Florence Aguillard se balanceaba en la hierba frente al cadáver de su hermano. Su boca formaba un arco y tenía el labio inferior vuelto sobre sí mismo en una mueca de dolor. Llevaba el Colt de cañón largo en la mano derecha, apuntando al suelo. La sangre de su madre oscurecía en algunas partes su vestido blanco estampado de flores azules. No emitía sonido alguno, pero gritos inaudibles le sacudían el cuerpo.

Woolrich y yo bajamos lentamente por la escalera; Morphy y el ayudante del sheriff permanecieron en el porche. El otro par de ayudantes había regresado de detrás de la casa y estaba frente a Florence, con Toussaint un poco a la derecha de ellos. A la izquierda de Florence, yo veía la figura de Tee Jean colgada del árbol y, junto a él, a Brouchard con su SIG desenfundada.

—Florence —dijo Woolrich con delicadeza mientras se guardaba la pistola en la funda del hombro—. Florence, baja el arma. —Ella se estremeció y se rodeó la cintura con el brazo izquierdo. Se inclinó un poco y movió lentamente la cabeza de lado a lado—. Florence —repitió Woolrich—. Soy yo.

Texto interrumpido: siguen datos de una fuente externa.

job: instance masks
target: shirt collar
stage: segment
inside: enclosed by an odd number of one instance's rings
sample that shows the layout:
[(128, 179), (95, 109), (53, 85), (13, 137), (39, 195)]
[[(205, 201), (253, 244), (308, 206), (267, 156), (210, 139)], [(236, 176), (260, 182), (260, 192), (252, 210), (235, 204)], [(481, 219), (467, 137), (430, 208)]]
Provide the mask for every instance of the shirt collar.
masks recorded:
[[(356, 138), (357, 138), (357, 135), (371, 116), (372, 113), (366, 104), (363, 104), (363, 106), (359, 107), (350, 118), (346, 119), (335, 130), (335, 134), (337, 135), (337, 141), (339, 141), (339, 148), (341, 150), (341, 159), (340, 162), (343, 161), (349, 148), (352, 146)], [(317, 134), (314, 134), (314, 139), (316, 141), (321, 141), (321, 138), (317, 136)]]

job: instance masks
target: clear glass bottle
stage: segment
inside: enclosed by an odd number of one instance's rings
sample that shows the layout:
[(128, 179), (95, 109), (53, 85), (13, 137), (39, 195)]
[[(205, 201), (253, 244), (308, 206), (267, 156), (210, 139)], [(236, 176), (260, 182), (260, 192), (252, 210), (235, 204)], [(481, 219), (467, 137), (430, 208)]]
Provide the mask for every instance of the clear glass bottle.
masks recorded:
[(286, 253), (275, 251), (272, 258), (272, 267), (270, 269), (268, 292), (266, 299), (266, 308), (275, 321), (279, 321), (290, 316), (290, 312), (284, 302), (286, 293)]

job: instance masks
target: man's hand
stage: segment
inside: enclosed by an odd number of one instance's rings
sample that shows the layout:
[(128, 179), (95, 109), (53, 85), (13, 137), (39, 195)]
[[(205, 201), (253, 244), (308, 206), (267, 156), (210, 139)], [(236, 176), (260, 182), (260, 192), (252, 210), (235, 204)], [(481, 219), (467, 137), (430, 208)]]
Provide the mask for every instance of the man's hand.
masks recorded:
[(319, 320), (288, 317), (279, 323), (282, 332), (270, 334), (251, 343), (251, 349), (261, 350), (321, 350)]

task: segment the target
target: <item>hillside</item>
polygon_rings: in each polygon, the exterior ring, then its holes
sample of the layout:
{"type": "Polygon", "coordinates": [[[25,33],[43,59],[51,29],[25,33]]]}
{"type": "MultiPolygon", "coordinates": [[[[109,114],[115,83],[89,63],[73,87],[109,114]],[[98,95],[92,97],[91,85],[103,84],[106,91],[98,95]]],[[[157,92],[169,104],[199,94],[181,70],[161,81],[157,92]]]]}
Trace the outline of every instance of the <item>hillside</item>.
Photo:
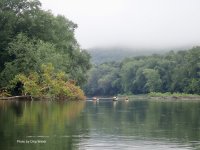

Ella volvió la cabeza hacia nosotros. En sus ojos se advertía angustia, angustia y dolor y culpabilidad y rabia, todo ello pugnando por abrirse camino en su mente atormentada.

Alzó el arma despacio y apuntó en dirección a nosotros. Vi que los ayudantes del sheriff levantaban de inmediato las suyas. Toussaint ya había adoptado postura de tirador, con los brazos extendidos al frente y sosteniendo la pistola con pulso firme.

—¡No! —gritó Woolrich con la mano derecha en alto.

Vi que los policías lo miraban primero a él con cara de incertidumbre y luego a Morphy. Éste asintió y ellos se relajaron un poco, sin dejar de encañonar a Florence.

El Colt se desplazó de Woolrich a mí, y Florence Aguillard seguía moviendo la cabeza en un lento gesto de negación. Se oía su voz en la noche, un susurro, repitiendo la palabra de Woolrich como un mantra —«no, no, no, no, no»—; a continuación dirigió el revólver hacia sí misma, se colocó el cañón en la boca y apretó el gatillo.

La detonación sonó como el rugido de un cañón en el aire de la noche. Oí que aleteaban pájaros y movimiento de animales pequeños entre la maleza al tiempo que el cuerpo de Florence se desplomaba. Woolrich se postró de rodillas a su lado y alargó la mano izquierda para acariciarle la cara mientras con la derecha, de manera tan instintiva como inútil, le palpaba el cuello en busca del pulso. Después la levantó y acercó la cara de ella a la pechera de su camisa manchada de sudor, con una mueca de dolor en los labios.

A lo lejos destellaron unas luces rojas. Más allá oí el ruido de las hélices de un helicóptero segando el aire en la oscuridad.